Sie wartete, bis sich auch die beiden anderen Reiter herumgedreht hatten und der ganze Trupp den Hof verließ, dann wandte auch sie sich mühsam um und ging auf etwas wackeligen Beinen zum Bett zurück. Sie spürte plötzlich wieder, wie müde sie war. Die Anstrengung, am Fenster zu stehen, und vor allem wohl auch die Aufregung und die Furcht hatten sie zusätzlich erschöpft. Beinahe mit letzter Kraft erreichte sie das Bett und ließ sich darauf fallen. Als Bruder Tobias wenige Minuten später die Kammer betrat, war sie bereits in einen tiefen und diesmal traumlosen Schlaf gesunken.
KAPITEL 12
Es mußte wohl so sein, wie Bruder Tobias gesagt hatte - Schlaf war immer noch die beste Medizin. Sie dämmerte den ganzen Tag - und auch noch einen Gutteil des darauffolgenden - mehr oder weniger vor sich hin.
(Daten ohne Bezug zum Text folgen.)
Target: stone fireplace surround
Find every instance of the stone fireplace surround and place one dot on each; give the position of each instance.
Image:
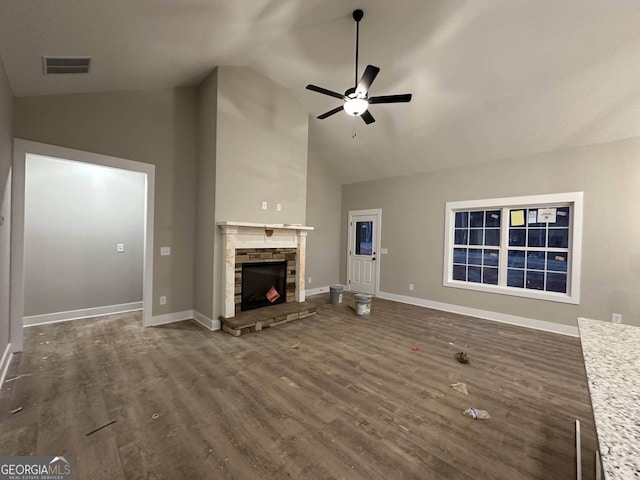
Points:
(265, 239)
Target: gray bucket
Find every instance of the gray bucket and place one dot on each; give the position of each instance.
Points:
(335, 294)
(363, 304)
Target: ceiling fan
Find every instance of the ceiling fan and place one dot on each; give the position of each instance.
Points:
(356, 99)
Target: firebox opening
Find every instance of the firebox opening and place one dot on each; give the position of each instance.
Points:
(259, 280)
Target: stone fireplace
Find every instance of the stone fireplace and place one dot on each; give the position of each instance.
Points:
(258, 269)
(257, 243)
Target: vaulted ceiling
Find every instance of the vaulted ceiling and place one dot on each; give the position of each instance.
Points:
(491, 79)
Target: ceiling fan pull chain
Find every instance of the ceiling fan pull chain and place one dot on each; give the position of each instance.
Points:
(355, 16)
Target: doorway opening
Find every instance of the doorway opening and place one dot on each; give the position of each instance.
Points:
(24, 151)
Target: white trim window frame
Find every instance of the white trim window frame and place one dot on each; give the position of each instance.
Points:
(540, 258)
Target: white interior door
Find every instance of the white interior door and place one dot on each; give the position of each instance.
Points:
(363, 249)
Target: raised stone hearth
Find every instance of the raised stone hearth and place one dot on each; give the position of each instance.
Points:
(258, 319)
(256, 243)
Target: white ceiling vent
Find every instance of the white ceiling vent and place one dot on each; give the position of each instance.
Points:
(53, 65)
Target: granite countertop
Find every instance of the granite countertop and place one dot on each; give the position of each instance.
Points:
(612, 360)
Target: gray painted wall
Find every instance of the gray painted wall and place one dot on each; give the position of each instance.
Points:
(75, 214)
(153, 126)
(205, 204)
(324, 203)
(262, 134)
(413, 227)
(6, 154)
(261, 155)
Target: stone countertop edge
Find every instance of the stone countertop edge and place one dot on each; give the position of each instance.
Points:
(612, 362)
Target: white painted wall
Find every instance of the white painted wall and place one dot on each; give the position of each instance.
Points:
(155, 126)
(6, 153)
(75, 215)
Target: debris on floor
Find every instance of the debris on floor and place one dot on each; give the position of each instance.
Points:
(289, 382)
(460, 387)
(15, 378)
(462, 357)
(100, 428)
(477, 414)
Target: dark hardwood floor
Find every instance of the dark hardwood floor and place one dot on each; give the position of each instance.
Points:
(333, 396)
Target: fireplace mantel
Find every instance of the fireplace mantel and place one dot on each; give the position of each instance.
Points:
(237, 235)
(271, 226)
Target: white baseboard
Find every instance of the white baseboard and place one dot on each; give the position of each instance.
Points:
(4, 363)
(315, 291)
(157, 320)
(206, 321)
(83, 313)
(485, 314)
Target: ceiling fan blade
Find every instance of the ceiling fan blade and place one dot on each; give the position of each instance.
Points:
(325, 91)
(406, 97)
(367, 117)
(367, 79)
(329, 113)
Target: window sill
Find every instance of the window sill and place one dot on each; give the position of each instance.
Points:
(515, 292)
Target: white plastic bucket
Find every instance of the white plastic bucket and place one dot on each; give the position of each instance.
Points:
(363, 304)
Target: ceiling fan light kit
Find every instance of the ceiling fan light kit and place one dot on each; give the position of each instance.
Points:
(356, 99)
(356, 106)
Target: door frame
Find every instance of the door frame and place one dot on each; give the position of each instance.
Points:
(22, 148)
(377, 242)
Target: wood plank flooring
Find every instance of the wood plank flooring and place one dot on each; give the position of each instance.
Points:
(352, 401)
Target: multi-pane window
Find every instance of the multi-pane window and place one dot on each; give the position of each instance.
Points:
(538, 252)
(524, 246)
(476, 236)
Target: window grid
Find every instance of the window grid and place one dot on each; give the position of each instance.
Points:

Ein paarmal wachte sie auf, wenn Bruder Tobias sich zum Beispiel an dem Verband an ihrem Hals zu schaffen machte oder sie weckte, um ihr einen Schluck Wasser oder einen Löffel lauwarme Suppe einzuflößen, und jedesmal, wenn sie die Augen öffnete, blickte sie als erstes in Salims Gesicht. Später erfuhr sie, daß der junge Tuareg die ganze Zeit an ihrem Bett gesessen und Wache gehalten hatte. Er wurde auf diese Weise innerhalb eines einzigen Tages nicht nur zu einem Vertrauten, sondern beinahe zu so etwas wie einem lieben alten Freund, ganz einfach, weil sein bronzefarbenes Gesicht immer da war, wenn sie die Lider hob, und das erste, was sie sah, stets der besorgte Blick seiner braunen Augen war. Ohne daß es ihr bewußt wurde, begann Salim zu einem ruhenden Pol des Vertrauens und der Wärme für sie zu werden; vielleicht zu dem einzigen sicheren Fels in dem tobenden Ozean einander widerstrebender Empfindungen, in den sich ihr Leben verwandelt hatte.